Exportées en France, en Angleterre, aux états-Unis ainsi qu’au Brésil, les pendules à grande sonnerie de l’artisan Frédéric Jeanjaquet sont recherchées de nos jours encore par les amateurs de pendules neuchâteloises. Ils en apprécient le mécanisme parfaitement étudié et remarquablement exécuté : la fameuse «cadrature Jeanjaquet».

Fils du charpentier David-Frédéric et de Susanne-Henriette née Perrin, Louis-Frédéric Jeanjaquet voit le jour le 4 mars 1823 au lieu-dit La Roche-sur-Couvet. Il apprend auprès de son beau-frère Pierre-Auguste Borel le métier de pendulier, que pratiquent déjà ses deux frères.

Frédéric épouse en premières noces Julie Guye, du Petit Bayard, et en secondes Hortense-Félicie Vivot, de Franche-Comté, qui lui donnent chacune huit enfants. Plusieurs sont formés à l’art de la pendulerie par leur père, parmi lesquels Eugène (1861-1939), dernier pendulier de la dynastie Jeanjaquet.

Installé successivement à Couvet, au Locle, aux Bayards et enfin aux Verrières, apprécié et respecté de tous, cet horloger et paysan de montagne aux opinions républicaines partage son temps entre l’établi et les champs. Sa production soignée de pendules à grande sonnerie, répétition et réveil, perpétuée par ses fils, comporte des pièces dites «montagnardes», aux formes épurées plaquées de bois précieux. Le décor des modèles traditionnels est confié aux dames des familles alliées Jeanjaquet et Borel, dont Emma, fille d’Eugène, qui réalise le délicat travail de peinture et dorure des cabinets.

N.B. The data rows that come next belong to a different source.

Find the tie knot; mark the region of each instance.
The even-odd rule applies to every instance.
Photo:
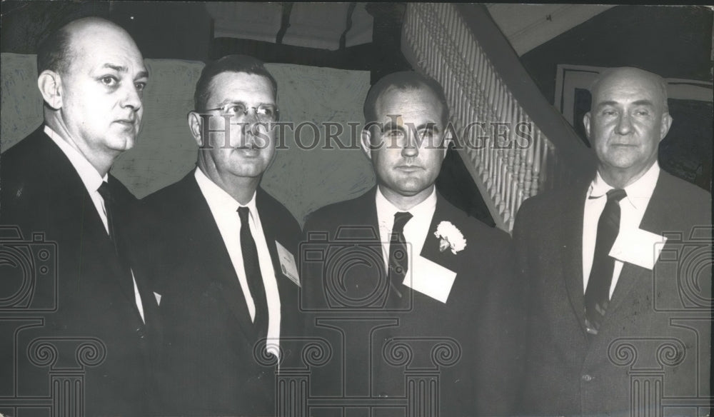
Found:
[[[248,224],[248,215],[251,213],[251,209],[248,207],[238,207],[238,216],[241,218],[241,224]]]
[[[404,226],[406,222],[412,218],[411,213],[408,211],[397,211],[394,213],[394,226],[392,231],[394,233],[401,233],[404,231]]]
[[[622,200],[626,196],[627,196],[627,193],[625,192],[625,190],[622,190],[620,189],[613,189],[608,191],[608,201],[612,200],[615,200],[615,201],[619,201],[620,200]]]
[[[101,185],[96,189],[96,192],[99,193],[101,198],[104,199],[104,202],[111,201],[111,192],[109,191],[109,184],[106,181],[101,181]]]

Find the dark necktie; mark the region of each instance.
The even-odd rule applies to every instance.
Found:
[[[263,274],[258,261],[258,248],[251,233],[251,226],[248,223],[250,208],[238,207],[238,216],[241,218],[241,251],[243,253],[243,267],[246,270],[246,280],[251,290],[251,296],[256,306],[256,316],[253,320],[258,338],[268,335],[268,298],[265,286],[263,285]]]
[[[389,238],[389,271],[387,273],[391,298],[392,293],[401,298],[402,294],[398,289],[399,285],[403,282],[406,272],[409,270],[409,256],[406,249],[406,241],[404,239],[404,226],[411,218],[411,213],[408,211],[398,211],[394,213],[394,224]]]
[[[598,334],[610,303],[610,286],[613,282],[615,259],[610,253],[620,232],[620,200],[627,196],[625,190],[608,191],[608,202],[598,221],[598,237],[595,241],[593,268],[585,291],[585,328],[588,333]]]
[[[109,239],[114,243],[114,251],[116,256],[119,256],[119,246],[116,243],[116,231],[114,228],[114,216],[113,216],[114,199],[109,191],[109,184],[105,181],[101,181],[101,185],[96,189],[101,198],[104,200],[104,212],[106,213],[106,226],[109,229]]]
[[[116,213],[116,201],[114,200],[112,193],[109,190],[109,185],[106,182],[102,181],[101,185],[96,191],[104,200],[104,212],[106,213],[106,226],[107,228],[109,229],[109,240],[114,246],[114,253],[119,260],[119,268],[122,271],[121,285],[126,291],[133,295],[134,292],[134,278],[131,278],[129,262],[125,258],[125,253],[121,250],[121,236],[119,230],[121,228],[116,226],[116,219],[114,218],[114,215]]]

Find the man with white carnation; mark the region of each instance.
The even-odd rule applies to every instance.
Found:
[[[406,386],[423,377],[412,373],[418,368],[435,385],[423,402],[407,401],[421,404],[406,406],[410,413],[509,414],[522,356],[520,286],[508,235],[436,191],[451,140],[443,89],[413,71],[392,74],[370,89],[364,114],[361,145],[377,186],[305,225],[306,245],[325,242],[322,261],[302,258],[306,331],[333,351],[311,393],[361,397],[373,415],[403,416],[398,398],[415,398]]]

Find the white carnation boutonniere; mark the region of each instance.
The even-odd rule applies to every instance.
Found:
[[[434,236],[441,239],[439,241],[439,251],[451,249],[451,253],[456,255],[466,247],[466,239],[461,231],[458,230],[451,221],[442,221],[436,226]]]

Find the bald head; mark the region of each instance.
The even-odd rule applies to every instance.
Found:
[[[636,68],[603,71],[590,87],[590,110],[583,119],[605,181],[624,189],[657,162],[658,150],[672,126],[667,85]]]
[[[89,39],[88,37],[94,36]],[[121,39],[136,45],[129,33],[118,24],[101,17],[85,17],[74,20],[45,38],[37,48],[37,74],[50,70],[66,74],[69,65],[77,56],[77,40],[106,42],[107,39]]]
[[[624,85],[632,82],[640,84],[650,90],[657,96],[658,104],[662,106],[662,111],[663,112],[668,111],[667,83],[664,79],[656,74],[631,66],[608,68],[598,76],[590,86],[593,106],[601,99],[604,90],[613,85]]]
[[[141,124],[149,74],[136,44],[108,20],[81,19],[48,38],[37,62],[45,124],[105,174]]]

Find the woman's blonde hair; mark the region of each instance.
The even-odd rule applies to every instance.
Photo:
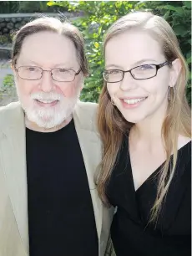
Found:
[[[191,136],[190,110],[185,96],[189,70],[171,27],[163,18],[149,12],[132,13],[116,21],[106,33],[104,53],[107,43],[111,38],[129,29],[142,29],[149,33],[161,44],[166,60],[173,62],[175,59],[179,59],[181,63],[181,70],[174,85],[175,93],[171,88],[170,100],[162,126],[166,161],[161,170],[156,200],[151,209],[149,221],[154,221],[158,218],[163,200],[174,177],[177,162],[178,136]],[[104,82],[99,97],[98,115],[98,126],[104,143],[104,151],[96,181],[99,194],[104,203],[108,204],[105,194],[106,184],[115,164],[124,135],[127,134],[133,125],[134,124],[125,120],[119,110],[113,105]],[[170,161],[172,153],[173,161]]]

La maison occupée par Frédéric Jeanjaquet aux Verrières, où il s’éteint le 5 mars 1897, arborait sur l’une de ses façades un gigantesque cadran, qui n’était autre que l’enseigne de son atelier de pendulerie.

Sources Jacqueline et Pierre-Arnold Borel - Mémoires de famille écrits en 1944 par le pendulier Ami Auguste Jeanjaquet (1854-1948), 1997. Alfred Chapuis - Histoire de la Pendulerie neuchâteloise - Attinger Frères, Paris et Neuchâtel, 1917.